Since a Neo4j DBMS can host multiple databases and they are backed up independently of one another, it is important to plan a backup strategy for every database and to not forget any databases. In a new deployment there are two databases by default, neo4j and system. The system database contains configuration, e.g. operational states of databases, security configuration, etc.

9.1.5. Storage considerations

For any backup it is important that you store your data separately from the production system, where there are no common dependencies, and preferably off-site. If you are running Neo4j in the cloud, you could for example use a different availability zone or even a separate cloud provider.

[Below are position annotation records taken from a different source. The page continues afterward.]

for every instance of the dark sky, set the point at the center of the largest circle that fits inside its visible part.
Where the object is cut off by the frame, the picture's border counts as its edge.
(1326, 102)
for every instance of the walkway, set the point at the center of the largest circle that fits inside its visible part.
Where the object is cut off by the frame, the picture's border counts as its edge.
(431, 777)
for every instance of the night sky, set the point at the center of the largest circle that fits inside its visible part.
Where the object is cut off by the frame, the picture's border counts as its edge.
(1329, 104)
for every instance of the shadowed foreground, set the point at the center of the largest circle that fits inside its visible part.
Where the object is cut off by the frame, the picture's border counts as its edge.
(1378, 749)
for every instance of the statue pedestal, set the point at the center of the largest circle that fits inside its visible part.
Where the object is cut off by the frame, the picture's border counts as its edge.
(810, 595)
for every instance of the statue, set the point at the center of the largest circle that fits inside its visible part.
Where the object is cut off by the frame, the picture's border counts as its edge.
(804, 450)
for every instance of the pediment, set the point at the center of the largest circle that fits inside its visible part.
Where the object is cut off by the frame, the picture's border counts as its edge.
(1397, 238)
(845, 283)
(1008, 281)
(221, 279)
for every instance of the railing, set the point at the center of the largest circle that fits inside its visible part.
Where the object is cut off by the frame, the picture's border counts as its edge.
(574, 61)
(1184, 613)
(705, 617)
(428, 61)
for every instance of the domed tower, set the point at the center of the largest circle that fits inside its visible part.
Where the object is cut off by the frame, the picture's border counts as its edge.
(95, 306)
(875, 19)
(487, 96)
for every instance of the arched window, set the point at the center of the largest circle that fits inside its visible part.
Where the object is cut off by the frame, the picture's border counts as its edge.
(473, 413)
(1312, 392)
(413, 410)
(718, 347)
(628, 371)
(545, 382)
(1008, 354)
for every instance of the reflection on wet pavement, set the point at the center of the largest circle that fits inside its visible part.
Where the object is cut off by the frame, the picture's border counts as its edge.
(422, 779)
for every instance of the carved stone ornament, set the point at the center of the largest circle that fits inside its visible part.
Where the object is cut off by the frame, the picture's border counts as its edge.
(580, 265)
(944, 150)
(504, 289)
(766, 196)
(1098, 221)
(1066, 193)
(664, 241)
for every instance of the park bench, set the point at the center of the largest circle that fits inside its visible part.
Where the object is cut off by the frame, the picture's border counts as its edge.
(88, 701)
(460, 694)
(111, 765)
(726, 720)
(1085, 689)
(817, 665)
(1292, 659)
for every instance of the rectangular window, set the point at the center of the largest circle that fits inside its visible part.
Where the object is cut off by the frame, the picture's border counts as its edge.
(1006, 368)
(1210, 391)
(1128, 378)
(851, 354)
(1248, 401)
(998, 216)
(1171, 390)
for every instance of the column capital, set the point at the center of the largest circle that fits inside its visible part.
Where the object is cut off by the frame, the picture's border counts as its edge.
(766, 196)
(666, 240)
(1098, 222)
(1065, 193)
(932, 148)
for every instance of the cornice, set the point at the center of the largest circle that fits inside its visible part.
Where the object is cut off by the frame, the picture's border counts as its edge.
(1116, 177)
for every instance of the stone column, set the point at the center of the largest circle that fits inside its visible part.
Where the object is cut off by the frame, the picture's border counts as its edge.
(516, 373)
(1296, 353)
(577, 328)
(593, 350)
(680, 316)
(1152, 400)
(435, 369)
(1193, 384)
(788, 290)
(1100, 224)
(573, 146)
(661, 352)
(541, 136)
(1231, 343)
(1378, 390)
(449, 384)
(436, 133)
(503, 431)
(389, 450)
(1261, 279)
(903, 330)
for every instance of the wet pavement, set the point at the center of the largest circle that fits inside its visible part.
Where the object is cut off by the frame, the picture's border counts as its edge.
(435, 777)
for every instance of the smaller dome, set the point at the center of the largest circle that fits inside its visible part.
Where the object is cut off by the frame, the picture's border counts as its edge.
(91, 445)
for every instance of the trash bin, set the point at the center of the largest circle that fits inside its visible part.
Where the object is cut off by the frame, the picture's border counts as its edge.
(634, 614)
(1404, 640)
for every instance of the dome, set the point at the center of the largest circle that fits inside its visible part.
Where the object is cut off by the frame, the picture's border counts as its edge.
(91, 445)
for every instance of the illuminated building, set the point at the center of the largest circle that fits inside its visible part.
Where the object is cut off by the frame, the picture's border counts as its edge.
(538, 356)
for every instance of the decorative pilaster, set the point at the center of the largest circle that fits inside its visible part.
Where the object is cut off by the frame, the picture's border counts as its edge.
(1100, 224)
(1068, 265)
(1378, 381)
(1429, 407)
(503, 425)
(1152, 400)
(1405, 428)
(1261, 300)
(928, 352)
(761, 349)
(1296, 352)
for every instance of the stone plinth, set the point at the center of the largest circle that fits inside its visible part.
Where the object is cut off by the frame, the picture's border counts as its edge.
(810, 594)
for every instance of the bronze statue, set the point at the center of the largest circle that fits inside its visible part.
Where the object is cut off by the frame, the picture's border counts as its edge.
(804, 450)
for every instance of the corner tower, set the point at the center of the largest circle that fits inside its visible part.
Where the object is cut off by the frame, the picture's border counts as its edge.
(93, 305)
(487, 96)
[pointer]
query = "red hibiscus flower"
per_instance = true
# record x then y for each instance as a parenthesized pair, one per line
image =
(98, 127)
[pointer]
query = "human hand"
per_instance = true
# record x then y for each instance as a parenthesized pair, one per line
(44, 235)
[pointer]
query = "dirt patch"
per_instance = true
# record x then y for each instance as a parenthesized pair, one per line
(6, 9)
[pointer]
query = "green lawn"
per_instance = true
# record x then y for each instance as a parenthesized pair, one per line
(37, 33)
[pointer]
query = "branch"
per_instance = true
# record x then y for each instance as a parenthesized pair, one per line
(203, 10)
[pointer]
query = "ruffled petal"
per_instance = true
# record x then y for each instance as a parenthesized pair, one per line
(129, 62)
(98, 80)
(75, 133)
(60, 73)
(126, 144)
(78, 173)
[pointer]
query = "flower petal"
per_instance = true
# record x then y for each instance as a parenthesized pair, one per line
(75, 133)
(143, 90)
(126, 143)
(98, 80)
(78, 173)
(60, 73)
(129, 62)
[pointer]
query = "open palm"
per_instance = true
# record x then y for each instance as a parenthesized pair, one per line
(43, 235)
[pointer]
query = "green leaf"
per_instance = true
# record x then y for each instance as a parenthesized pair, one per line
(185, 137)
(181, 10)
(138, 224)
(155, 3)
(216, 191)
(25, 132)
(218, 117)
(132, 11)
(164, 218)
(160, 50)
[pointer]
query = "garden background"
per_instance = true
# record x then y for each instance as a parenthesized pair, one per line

Since backups are kept for a long time, the longevity of archival storage should be considered as part of backup planning.

You may also want to override the settings used for pruning and rotation of transaction log files. The transaction log files are files that keep track of recent changes. Please note that removing transaction logs manually can result in a broken backup.

Recovered servers do not need all of the transaction log files that have already been applied, so it is possible to reduce storage size even further by reducing the size of the files to the bare minimum.

This can be done by setting dbms.tx_log.rotation.size=1M and dbms.tx_log.rotation.retention_policy=3 files. Alternatively you can use the --additional-config override.

9.1.6. Cluster considerations

In a cluster it is possible to take a backup from any server, and each server has two configurable ports capable of serving a backup. These ports are configured by dbms.backup.listen.address and causal_clustering.transaction_listen_address respectively. Functionally they are equivalent for backups, but separating them can allow some operational flexibility, while using just a single port can simplify the configuration.

It is generally recommended to select Read Replicas to act as backup servers, since they are more numerous than Core Servers in typical cluster deployments. Furthermore, the possibility of performance issues on a Read Replica, caused by a large backup, will not affect the performance or redundancy of the Core Cluster. If a Read Replica is not available, then a Core can be picked based on factors such as its physical proximity, bandwidth, performance, and liveness.

Note that both Read Replicas and Cores can fall behind the leader and be out-of-date. We can look at transaction IDs in order to avoid taking a backup from a server that has lagged too far behind. The latest transaction ID can be found by exposing Neo4j metrics or via Neo4j Browser. To view the latest processed transaction ID (and other metrics) in Neo4j Browser, type :sysinfo at the prompt.

9.1.7. Using SSL/TLS for backups

The backup server can be configured to require SSL/TLS. If that is the case then the backup client must also be configured to use it with a compatible policy. Refer to SSL framework to learn how SSL is configured in general. See below table for more details about how configured SSL policies map to the configured ports.

Table 9.2. Mapping backup configuraton to SSL policies
Backup target address on database server SSL policy setting on database server SSL policy setting on backup client Default port

dbms.backup.listen_address

dbms.ssl.policy.backup

dbms.ssl.policy.backup

6362

causal_clustering.transaction_listen_address

dbms.ssl.policy.cluster

dbms.ssl.policy.backup

6000

9.1.8. Additional files to back up

The files listed below are not included in online nor offline backups. Make sure to back them up separately.

  • If you have a cluster, it may be relevant to back up neo4j.conf on each server.
  • Back up all the files used for SSL/TLS, i.e. private keys, public certificates, and the contents of the trusted and revoked directories. The locations of these are described in Section 12.2, “SSL framework”. If you have a cluster, you should back up these files on each server in the cluster.